• 96% of birthing-aged, American women live in maternal mental health professional shortage areas
  • 70% of U.S. counties lack sufficient maternal mental health resources
  • Nearly 700 counties face a high risk for maternal mental health disorders
  • Over 150 counties fall into areas with both high risk and large resource gaps
  • Texas, Michigan, Tennessee, Louisiana, Oklahoma, and Indiana are the top 6 states in the high risk and large resource gap areas

The risk factors contributing to maternal mental health (MMH) disorders are complex and known to disproportionately impact communities of color, rural communities, and other groups facing systemic inequities. However, until recently, little has been known regarding the geographic county-level distribution of risk nor the available MMH provider resources.

Earlier this year, with financial support from Plum Organics, the Policy Center released the first-of-its-kind interactive map to track MMH risk and providers by county. The map uncovered an immense need for increased access to MMH providers and programs.

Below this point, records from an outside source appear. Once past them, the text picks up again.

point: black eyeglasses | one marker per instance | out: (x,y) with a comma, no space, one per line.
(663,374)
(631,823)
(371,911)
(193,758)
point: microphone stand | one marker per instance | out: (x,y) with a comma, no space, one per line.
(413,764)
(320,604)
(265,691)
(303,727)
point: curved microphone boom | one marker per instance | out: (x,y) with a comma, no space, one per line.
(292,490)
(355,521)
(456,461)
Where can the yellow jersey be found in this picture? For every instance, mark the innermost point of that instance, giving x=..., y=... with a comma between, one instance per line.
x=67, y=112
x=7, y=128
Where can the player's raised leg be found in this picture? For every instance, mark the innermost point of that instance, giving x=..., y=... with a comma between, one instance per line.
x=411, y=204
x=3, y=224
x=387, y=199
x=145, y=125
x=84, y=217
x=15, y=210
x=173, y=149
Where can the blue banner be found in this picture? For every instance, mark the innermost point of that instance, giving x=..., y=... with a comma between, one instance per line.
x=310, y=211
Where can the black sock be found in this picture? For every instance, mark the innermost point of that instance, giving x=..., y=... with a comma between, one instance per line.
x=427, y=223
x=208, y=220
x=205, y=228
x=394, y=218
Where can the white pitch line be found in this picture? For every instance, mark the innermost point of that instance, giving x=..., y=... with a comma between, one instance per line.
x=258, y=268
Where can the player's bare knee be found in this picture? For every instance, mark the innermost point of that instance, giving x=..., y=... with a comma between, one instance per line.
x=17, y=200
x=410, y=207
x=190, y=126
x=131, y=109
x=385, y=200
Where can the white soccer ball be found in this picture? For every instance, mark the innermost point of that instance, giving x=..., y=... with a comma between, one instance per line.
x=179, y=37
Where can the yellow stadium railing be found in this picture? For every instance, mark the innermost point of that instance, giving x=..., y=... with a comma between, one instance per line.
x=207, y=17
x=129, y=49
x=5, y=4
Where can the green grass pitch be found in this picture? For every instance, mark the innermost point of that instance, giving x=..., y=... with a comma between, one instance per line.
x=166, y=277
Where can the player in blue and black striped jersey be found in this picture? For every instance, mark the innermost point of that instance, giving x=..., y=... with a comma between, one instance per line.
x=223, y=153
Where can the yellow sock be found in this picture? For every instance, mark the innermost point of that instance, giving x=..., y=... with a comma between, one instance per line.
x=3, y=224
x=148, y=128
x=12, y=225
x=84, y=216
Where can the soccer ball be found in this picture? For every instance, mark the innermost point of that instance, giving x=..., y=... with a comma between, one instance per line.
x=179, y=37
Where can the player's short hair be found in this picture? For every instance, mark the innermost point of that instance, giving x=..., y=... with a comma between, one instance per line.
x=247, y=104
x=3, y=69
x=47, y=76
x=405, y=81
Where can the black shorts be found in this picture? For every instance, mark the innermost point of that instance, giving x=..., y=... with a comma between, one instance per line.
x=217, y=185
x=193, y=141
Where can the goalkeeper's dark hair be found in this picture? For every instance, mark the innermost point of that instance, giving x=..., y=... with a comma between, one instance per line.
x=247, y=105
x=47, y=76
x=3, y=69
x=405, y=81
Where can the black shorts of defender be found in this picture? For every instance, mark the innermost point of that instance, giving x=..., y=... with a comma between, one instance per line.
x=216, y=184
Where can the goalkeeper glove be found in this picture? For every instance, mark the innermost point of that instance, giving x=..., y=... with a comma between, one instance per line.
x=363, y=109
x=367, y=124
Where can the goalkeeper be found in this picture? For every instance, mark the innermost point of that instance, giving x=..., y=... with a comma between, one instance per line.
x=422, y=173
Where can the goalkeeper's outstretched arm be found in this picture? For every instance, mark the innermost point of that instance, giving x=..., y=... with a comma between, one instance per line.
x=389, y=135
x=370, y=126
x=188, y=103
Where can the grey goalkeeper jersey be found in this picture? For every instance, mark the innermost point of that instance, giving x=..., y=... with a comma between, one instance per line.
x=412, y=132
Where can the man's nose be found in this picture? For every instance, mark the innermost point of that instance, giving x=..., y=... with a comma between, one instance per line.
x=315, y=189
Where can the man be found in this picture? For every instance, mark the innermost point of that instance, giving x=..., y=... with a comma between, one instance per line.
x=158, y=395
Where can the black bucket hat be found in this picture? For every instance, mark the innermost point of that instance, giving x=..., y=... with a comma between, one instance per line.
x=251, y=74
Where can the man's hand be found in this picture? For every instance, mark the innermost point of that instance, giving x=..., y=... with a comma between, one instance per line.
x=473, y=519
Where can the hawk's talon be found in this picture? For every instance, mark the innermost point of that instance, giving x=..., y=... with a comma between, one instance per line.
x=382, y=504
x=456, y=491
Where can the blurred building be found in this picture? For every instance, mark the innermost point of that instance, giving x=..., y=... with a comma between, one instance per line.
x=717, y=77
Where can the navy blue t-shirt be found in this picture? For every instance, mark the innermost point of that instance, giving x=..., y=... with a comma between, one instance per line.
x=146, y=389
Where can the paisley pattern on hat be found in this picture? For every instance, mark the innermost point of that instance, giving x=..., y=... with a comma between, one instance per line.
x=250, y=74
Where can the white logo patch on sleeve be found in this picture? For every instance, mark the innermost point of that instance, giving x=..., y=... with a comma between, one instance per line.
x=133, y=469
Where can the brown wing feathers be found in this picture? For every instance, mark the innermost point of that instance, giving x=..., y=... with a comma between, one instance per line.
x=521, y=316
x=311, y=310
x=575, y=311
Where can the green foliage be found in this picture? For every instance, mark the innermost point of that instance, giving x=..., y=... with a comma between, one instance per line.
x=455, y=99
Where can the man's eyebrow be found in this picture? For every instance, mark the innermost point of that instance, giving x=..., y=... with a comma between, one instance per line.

The report illustrates where, in the U.S., mothers are at the greatest risk for suffering from maternal mental health disorders and where the greatest need for providers are. An estimated 62 million birthing-age, American women, or 96% of the potential perinatal population live in maternal mental health professional shortage areas. 13,885 providers are needed across the United States to fill these shortage gaps.

Risk is assessed by using census data and including predictors of maternal mental health, such as intimate partner violence and poor mental health days. The resources include perinatal mental health certified (PMH-C) providers, as well as psychiatrists who self-certify as having expertise in maternal mental health.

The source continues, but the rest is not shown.